145. Memorandum From the Special Advisor to the President and Secretary of State on Arms Control Matters (Nitze) to Secretary of State Shultz1
SUBJECT
- Meeting with Secretary of Defense Weinberger On the Moscow Trip, August 13, 1986
I had an hour-long meeting with Secretary Weinberger. He was assisted by Ikle, Gaffney and Hanmer.
Two principal issues in the discussion related to his interpretation of the President’s letter2 versus my reading of what the letter, in fact, says.

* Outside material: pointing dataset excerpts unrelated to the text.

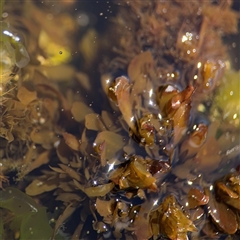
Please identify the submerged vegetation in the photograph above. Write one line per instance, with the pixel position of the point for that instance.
(145, 147)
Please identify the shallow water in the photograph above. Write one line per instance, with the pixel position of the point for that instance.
(108, 108)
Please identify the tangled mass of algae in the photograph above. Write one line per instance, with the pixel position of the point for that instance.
(119, 120)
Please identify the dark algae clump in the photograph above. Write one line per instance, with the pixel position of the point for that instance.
(119, 120)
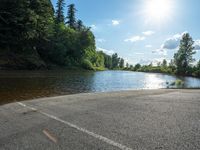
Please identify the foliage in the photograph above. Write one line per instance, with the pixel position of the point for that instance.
(183, 57)
(60, 18)
(32, 35)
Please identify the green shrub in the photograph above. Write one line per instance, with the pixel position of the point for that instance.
(86, 64)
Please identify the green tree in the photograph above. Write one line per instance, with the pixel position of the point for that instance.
(79, 25)
(164, 63)
(121, 63)
(71, 18)
(115, 61)
(108, 61)
(183, 57)
(137, 67)
(127, 65)
(60, 11)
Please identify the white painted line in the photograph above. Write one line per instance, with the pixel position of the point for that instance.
(97, 136)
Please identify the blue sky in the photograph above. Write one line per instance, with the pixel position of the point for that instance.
(140, 31)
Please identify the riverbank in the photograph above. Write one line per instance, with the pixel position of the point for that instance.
(24, 85)
(144, 119)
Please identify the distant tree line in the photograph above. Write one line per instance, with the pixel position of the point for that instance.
(182, 64)
(33, 36)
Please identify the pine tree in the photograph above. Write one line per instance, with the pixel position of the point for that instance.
(121, 63)
(183, 57)
(79, 25)
(60, 11)
(71, 19)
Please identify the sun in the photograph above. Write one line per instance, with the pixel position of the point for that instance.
(158, 10)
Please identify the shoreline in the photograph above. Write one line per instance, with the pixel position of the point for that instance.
(138, 92)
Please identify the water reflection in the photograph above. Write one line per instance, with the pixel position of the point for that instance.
(20, 85)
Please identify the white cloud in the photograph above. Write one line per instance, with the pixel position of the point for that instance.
(109, 52)
(139, 53)
(135, 39)
(144, 61)
(172, 42)
(160, 52)
(101, 40)
(148, 46)
(93, 26)
(148, 33)
(115, 22)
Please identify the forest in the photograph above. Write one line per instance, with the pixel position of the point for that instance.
(35, 36)
(181, 64)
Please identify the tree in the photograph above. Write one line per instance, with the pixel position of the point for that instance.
(60, 11)
(137, 67)
(79, 25)
(71, 16)
(127, 65)
(183, 57)
(164, 63)
(108, 61)
(115, 61)
(121, 63)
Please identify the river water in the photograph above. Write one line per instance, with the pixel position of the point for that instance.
(23, 85)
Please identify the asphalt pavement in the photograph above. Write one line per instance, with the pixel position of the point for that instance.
(126, 120)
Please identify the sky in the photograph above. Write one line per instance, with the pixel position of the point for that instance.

Weinberger envisages that the offer immediately to conclude an agreement implies that that agreement will set up a regime beginning immediately which would differ radically from the regime provided for by the ABM Treaty; he thinks, this would promptly open the door to testing and development going beyond that permitted by the current ABM Treaty. I said that, as I read that portion of the President’s letter, the contemplated agreement including “a treaty now” was to deal with the situation which would arise in the event the research program of either side reached a point (after a minimum of five years) at which that side had come to the conclusion that it wished to deploy an advanced SDI system; the contemplated treaty would obligate it to initiate negotiations for an agreement covering such deployment concurrent with an agreed program for the total elimination of ballistic missiles.
I further pointed out that the U.S. space/defense proposal in the letter was made contingent upon a concurrent agreement to begin radical and stabilizing reductions immediately and was not contingent upon either side’s SDI research program being successful; it was for that reason I thought it essential that we concentrate promptly on our preparatory work concerning the agreement on the immediate reductions of offensive missiles and warheads.
There was a similar dispute between the two of us as to what was implied by the President’s letter concerning “interim approach” to INF. He asserted that any such interim approach must include agreement [Page 600] on an end point of zero/zero globally and a step-by-step program to attain that end point; in that context Cap claimed that “interim INF approach” referred to the initial steps of a program, all steps of which would have been agreed upon. I said I interpreted the word “interim” to imply that both sides would have stated an end objective of total elimination of LRINF missiles, but that the “interim approach” would deal only with the initial one or a few stages of reductions without requiring agreement on the specifics of the final step or steps to zero.
Otherwise our meeting was warm and friendly. Weinberger said that he had received a very favorable report from Perle3 on the conduct of the Moscow meeting.